A professor in the Management Programme in Infrastructure Reform and Regulation, Eberhard, told journalists, at the Zimbabwe Energy Regulatory Authority (Zera) breakfast meeting last week that there was need for more investment in IPPs to reduce the energy deficit.
“The biggest problem in Zimbabwe is there is not enough power generation capacity to meet demand, but there is need to bring investment into the country,” Eberhard said.
Currently Zimbabwe requires about 2 200 megawatts during peak hours, but only generates around 1 400MW, with the shortfall imported from the region.
Eberhard said Zimbabwe should find ways of bringing more independent power producers and also to build additional small hydropower stations that could produce at least 6MW.
Zera has licensed a number of IPPs, but are yet to begin generating power.

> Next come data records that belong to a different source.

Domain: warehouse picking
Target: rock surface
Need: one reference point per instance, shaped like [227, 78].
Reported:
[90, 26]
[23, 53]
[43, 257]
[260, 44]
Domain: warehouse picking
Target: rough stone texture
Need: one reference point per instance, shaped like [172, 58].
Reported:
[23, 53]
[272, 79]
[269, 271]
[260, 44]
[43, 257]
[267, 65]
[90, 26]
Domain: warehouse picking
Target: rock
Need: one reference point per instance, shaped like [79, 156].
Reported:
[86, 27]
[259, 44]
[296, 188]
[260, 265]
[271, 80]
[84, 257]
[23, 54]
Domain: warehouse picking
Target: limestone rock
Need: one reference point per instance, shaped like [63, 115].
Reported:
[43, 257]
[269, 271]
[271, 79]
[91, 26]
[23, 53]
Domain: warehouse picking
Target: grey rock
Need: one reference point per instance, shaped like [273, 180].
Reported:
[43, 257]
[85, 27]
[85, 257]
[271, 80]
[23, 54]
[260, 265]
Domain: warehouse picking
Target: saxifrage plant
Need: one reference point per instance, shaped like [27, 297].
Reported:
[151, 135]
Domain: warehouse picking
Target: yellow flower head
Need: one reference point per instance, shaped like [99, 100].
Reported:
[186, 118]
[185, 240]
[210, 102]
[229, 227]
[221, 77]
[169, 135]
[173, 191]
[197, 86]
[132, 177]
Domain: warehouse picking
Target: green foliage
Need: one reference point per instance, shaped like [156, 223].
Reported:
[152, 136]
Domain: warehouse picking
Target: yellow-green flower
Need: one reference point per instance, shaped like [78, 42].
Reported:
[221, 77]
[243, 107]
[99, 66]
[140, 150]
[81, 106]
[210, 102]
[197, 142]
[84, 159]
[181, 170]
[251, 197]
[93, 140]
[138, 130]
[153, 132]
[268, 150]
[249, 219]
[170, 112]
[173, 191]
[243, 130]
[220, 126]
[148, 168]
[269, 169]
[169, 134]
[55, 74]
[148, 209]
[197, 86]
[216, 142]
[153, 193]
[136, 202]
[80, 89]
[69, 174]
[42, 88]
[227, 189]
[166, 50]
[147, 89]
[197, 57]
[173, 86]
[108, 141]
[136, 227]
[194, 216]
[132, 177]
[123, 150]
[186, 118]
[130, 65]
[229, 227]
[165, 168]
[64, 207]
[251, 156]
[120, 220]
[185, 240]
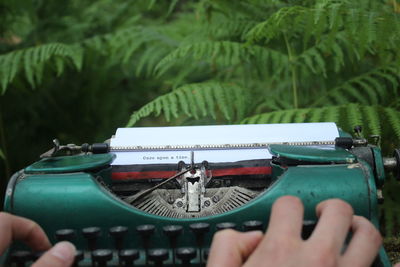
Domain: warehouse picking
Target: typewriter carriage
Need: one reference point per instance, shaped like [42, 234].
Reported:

Eberhard said in the past the Southern African Power Pool (SAPP) used to have surplus electricity that other countries could buy, but now most of these countries were now in demand for electricity.

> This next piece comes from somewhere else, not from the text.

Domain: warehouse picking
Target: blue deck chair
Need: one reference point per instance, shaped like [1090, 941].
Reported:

“It is true that in the past the SAAP has had surplus electricity that other countries could buy, now most countries are now in demand, there is need to accelerate investment,” Eberhard said.
He, however, said the current electricity tariffs in Zimbabwe were now reasonably close to those charged by other countries in the region.
“The tariff situation in Zimbabwe is getting close to what it should be: cost-reflective pricing,” Eberhard said.
Elberhard said the tariffs in the region were between 10 cents and 14 cents per unit while in Zimbabwe it cost about 9 cents per unit.